Plants Won’t Help Fight Global Warming As Much As We’d Thought

A long-running experiment has found that more carbon dioxide does not necessarily mean more plant growth

The incredibly complex science underpinning our understanding of climate change can be boiled down to a simple calculation: some processes produce carbon dioxide, like forest fires or burning fossil fuels, and some soak it up, like plant growth. For those trying to interpret the global carbon budget, a key question revolves around how much carbon dioxide a tree or moss or shrub can pull from the air. A large-scale experiment, running for more than a dozen years, has found that this value may be much less than some scientists had anticipated.

Think of atmospheric carbon as household budget: this new finding is like your boss handing down a pay cut.
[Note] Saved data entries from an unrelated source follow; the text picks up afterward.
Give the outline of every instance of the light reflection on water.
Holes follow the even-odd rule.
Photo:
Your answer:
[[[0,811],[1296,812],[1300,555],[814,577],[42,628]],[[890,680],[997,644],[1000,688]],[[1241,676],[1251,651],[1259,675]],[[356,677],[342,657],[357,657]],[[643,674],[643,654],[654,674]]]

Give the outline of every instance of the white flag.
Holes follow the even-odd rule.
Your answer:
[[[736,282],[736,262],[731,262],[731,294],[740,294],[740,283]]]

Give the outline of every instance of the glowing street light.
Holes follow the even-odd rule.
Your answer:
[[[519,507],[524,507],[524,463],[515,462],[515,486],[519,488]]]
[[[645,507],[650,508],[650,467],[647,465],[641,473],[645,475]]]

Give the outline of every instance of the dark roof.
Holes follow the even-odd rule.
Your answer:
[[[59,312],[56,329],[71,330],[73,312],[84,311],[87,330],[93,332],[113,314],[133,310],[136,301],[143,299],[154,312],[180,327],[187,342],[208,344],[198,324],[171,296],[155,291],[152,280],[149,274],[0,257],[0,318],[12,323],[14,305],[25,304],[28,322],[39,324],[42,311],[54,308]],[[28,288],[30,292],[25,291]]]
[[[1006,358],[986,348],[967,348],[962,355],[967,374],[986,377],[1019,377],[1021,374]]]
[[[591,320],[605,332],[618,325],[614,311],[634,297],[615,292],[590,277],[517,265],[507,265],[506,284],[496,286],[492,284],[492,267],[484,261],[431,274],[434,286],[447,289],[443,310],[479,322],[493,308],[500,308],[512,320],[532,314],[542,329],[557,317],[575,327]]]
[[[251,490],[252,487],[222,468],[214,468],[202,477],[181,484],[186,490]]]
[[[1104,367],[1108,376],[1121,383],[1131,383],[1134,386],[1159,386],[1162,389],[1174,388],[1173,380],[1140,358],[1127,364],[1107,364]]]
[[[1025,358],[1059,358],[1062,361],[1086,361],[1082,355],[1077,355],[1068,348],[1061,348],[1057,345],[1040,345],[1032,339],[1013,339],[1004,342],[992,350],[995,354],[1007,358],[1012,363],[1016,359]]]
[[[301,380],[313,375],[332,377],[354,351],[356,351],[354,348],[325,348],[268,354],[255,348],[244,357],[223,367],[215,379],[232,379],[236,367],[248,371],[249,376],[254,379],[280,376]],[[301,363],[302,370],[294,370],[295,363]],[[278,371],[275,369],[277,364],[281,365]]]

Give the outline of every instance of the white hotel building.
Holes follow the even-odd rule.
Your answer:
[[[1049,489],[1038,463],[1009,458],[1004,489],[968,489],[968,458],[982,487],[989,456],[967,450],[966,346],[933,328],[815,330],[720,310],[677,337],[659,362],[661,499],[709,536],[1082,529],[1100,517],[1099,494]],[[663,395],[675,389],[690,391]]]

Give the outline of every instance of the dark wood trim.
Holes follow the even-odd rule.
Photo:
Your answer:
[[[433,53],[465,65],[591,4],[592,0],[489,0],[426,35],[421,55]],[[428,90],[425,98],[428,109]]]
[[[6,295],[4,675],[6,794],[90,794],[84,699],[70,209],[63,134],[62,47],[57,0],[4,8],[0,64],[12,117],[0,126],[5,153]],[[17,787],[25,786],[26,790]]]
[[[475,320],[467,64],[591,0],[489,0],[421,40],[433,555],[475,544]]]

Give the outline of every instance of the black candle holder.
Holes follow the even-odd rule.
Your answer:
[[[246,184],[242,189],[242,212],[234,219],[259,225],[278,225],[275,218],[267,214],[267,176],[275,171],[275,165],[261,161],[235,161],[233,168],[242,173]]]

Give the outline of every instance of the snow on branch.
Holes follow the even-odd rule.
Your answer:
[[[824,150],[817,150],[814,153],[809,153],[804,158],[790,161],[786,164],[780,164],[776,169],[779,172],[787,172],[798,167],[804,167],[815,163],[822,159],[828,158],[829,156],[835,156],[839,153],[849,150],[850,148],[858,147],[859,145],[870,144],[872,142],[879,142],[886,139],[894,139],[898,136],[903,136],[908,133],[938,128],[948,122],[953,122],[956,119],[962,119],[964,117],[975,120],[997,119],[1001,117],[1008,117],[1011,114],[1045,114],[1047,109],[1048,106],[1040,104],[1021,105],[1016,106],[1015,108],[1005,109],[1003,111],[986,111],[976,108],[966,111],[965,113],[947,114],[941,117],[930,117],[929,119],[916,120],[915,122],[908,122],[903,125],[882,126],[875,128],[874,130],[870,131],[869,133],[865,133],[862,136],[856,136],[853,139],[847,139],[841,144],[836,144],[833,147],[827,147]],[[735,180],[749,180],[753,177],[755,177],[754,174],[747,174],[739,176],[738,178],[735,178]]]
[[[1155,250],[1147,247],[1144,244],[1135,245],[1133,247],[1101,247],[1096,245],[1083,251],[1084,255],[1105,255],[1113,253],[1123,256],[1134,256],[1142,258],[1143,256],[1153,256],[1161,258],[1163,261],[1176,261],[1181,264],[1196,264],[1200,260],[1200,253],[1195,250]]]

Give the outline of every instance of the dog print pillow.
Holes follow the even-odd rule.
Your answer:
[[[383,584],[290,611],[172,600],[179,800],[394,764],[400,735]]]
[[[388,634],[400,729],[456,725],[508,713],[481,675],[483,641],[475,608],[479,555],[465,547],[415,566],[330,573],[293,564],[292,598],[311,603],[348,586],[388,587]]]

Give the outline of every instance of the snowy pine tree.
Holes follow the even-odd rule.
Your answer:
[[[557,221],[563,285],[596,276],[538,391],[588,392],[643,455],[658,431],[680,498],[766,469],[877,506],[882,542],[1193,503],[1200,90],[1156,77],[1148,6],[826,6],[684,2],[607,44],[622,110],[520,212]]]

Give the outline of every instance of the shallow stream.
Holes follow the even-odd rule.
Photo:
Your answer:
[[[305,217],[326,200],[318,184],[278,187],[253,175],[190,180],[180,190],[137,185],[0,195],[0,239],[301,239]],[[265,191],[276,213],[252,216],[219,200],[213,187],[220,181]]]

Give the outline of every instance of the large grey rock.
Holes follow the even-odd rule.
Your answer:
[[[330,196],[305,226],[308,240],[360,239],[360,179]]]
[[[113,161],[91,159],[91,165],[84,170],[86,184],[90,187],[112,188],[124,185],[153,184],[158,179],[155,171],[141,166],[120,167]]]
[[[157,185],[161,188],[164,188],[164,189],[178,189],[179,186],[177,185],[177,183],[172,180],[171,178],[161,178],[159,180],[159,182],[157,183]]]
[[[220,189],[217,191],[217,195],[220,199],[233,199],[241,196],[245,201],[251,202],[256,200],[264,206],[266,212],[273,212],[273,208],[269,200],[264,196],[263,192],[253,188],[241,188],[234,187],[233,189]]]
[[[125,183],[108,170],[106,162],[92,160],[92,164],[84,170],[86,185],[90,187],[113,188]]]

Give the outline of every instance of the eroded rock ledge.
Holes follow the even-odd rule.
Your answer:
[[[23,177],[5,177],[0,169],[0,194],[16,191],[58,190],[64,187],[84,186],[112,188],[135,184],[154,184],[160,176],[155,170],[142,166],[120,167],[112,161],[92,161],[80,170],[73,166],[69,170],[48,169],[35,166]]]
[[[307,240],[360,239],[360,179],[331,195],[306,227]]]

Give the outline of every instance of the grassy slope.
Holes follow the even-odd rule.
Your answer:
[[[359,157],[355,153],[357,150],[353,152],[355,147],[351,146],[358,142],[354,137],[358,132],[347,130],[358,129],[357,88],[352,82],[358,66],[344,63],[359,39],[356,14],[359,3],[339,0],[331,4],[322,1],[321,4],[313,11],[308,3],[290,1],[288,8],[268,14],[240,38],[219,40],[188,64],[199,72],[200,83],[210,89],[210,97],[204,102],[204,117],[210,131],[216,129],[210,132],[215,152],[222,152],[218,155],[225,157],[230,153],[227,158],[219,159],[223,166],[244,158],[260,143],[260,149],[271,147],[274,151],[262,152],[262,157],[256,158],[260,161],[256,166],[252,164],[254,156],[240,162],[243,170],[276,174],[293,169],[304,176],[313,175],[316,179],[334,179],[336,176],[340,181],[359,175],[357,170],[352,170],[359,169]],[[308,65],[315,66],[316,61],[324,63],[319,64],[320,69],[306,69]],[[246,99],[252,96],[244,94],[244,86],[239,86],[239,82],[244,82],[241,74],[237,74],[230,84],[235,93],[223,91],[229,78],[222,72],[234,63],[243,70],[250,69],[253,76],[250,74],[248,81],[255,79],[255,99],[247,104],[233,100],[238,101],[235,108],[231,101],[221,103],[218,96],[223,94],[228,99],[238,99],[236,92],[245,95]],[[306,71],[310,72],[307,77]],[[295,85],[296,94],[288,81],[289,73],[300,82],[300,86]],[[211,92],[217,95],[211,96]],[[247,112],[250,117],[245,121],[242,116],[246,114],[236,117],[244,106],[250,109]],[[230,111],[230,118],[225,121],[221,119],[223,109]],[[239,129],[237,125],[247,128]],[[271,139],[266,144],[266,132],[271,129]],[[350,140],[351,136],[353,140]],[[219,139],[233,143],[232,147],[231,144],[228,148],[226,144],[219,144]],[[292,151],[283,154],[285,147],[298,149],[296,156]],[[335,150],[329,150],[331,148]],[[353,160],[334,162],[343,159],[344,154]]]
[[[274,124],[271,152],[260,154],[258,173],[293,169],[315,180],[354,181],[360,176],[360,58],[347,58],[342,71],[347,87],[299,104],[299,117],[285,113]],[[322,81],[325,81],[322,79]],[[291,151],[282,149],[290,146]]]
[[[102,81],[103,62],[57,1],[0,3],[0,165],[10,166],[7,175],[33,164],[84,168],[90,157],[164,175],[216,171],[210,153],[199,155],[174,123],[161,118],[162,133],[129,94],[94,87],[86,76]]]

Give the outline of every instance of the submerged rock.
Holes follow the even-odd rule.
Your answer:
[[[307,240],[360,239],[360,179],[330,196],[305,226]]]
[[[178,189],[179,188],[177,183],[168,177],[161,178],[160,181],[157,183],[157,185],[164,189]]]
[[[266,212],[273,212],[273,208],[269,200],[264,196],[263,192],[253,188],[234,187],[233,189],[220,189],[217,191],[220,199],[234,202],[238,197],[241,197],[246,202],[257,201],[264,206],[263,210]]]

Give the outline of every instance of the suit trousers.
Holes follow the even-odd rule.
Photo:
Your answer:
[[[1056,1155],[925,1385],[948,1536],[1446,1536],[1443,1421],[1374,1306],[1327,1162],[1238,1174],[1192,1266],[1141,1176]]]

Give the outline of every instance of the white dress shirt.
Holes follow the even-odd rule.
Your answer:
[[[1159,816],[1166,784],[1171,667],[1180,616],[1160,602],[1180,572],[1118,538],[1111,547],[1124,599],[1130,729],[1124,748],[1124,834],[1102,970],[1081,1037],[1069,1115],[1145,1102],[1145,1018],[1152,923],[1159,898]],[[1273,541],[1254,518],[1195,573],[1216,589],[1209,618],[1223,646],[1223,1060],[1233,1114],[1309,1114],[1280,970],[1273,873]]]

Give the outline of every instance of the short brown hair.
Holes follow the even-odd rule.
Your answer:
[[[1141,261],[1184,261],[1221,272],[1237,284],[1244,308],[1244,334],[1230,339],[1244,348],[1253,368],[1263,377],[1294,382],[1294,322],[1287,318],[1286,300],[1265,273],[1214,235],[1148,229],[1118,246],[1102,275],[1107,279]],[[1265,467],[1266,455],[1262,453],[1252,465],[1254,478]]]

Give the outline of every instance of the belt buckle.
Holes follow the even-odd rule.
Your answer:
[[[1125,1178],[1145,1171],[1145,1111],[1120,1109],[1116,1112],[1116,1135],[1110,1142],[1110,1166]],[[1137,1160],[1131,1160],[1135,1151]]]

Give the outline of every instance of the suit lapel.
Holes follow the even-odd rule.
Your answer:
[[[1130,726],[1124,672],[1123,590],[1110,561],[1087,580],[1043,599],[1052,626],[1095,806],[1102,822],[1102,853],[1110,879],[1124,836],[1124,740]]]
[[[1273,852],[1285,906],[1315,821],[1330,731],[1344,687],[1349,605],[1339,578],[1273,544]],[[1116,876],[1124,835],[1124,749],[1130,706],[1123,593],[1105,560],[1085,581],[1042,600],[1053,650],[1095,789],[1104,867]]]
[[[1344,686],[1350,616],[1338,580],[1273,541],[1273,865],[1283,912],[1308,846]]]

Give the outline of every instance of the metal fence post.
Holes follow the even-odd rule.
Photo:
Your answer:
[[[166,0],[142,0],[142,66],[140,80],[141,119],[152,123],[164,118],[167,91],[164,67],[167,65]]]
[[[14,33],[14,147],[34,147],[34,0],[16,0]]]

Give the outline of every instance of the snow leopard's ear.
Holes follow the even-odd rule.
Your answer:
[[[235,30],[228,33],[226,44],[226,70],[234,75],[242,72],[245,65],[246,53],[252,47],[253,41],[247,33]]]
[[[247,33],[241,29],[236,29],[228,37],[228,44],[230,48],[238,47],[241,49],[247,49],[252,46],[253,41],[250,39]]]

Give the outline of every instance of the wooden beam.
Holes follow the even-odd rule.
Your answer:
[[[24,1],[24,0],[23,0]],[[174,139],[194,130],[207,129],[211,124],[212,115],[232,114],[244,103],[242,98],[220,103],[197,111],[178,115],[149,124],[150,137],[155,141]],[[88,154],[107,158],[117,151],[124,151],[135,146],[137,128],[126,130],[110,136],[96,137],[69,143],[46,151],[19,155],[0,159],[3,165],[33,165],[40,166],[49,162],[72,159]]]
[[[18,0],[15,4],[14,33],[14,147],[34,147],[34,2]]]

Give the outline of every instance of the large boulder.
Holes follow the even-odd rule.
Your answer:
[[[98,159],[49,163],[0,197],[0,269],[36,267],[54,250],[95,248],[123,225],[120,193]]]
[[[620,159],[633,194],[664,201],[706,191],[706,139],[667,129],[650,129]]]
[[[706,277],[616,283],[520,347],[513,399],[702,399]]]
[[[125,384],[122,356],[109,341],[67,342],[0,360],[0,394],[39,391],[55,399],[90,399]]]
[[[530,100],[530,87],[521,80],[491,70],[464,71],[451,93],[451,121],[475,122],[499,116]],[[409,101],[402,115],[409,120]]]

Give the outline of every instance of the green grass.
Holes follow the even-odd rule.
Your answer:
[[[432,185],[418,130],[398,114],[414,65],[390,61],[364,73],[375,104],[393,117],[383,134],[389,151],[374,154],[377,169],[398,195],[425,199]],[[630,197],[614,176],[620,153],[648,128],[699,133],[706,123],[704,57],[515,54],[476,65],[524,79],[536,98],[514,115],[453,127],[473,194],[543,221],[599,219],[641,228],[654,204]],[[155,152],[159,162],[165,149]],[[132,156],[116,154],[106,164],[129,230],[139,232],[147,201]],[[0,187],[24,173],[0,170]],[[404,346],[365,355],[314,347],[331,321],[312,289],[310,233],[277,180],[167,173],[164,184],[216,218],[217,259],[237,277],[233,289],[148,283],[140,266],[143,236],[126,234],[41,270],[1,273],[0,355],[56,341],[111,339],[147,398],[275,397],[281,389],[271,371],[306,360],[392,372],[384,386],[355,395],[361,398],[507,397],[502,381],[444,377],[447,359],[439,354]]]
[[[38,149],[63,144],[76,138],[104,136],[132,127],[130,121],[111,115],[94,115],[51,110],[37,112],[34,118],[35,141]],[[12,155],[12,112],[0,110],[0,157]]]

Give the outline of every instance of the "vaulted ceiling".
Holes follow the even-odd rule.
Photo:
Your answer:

All of a sudden, it’ll be just that much harder to make ends meet. Nature:

As carbon dioxide levels in the atmosphere continue to climb, most climate models project that the world’s oceans and trees will keep soaking up more than half of the extra CO2. But researchers report this week that the capacity for land plants to absorb more CO2 will be much lower than previously thought, owing to limitations in soil nutrients.

In the Cedar Creek Ecosystem Science Reserve in Minnesota, scientists have set up 296 experimental grassland plots to test the effects of different combinations of plants, carbon dioxide levels and nitrogen levels on plant growth rates. The experiment has been running since 1992, and throughout that time researchers have found that the effect of heightened carbon dioxide levels on plants can go through a couple of different phases.

For the first couple years, scientists found that the grasslands followed along with the idea of the “carbon fertilization effect.” Since plants use carbon dioxide to drive photosynthesis and to grow, more carbon dioxide means more plant growth. This little uptick in carbon consumption didn’t last for long, however.

After two years, plant growth became limited by the availability of nitrogen in the soil. Standard plant food you’d pick up at the store is rich in nitrogen, potassium and phosphorous, each a necessary fuel for plant growth. So even with a bursting supply of carbon dioxide, no nitrogen means no growth.

In the new study, scientists Peter Reich and Sarah Hobbie looked back on the extensive 13-year set of observations from the experimental plots. What they found was that in the grass plots that didn’t have extra nitrogen being added, plant growth was only half as much as for plots with lots of nitrogen, even when both had extra carbon dioxide. Though this idea of nitrogen-limited growth has been around for quite some time, there have not been many long-term in-the-field studies to show it.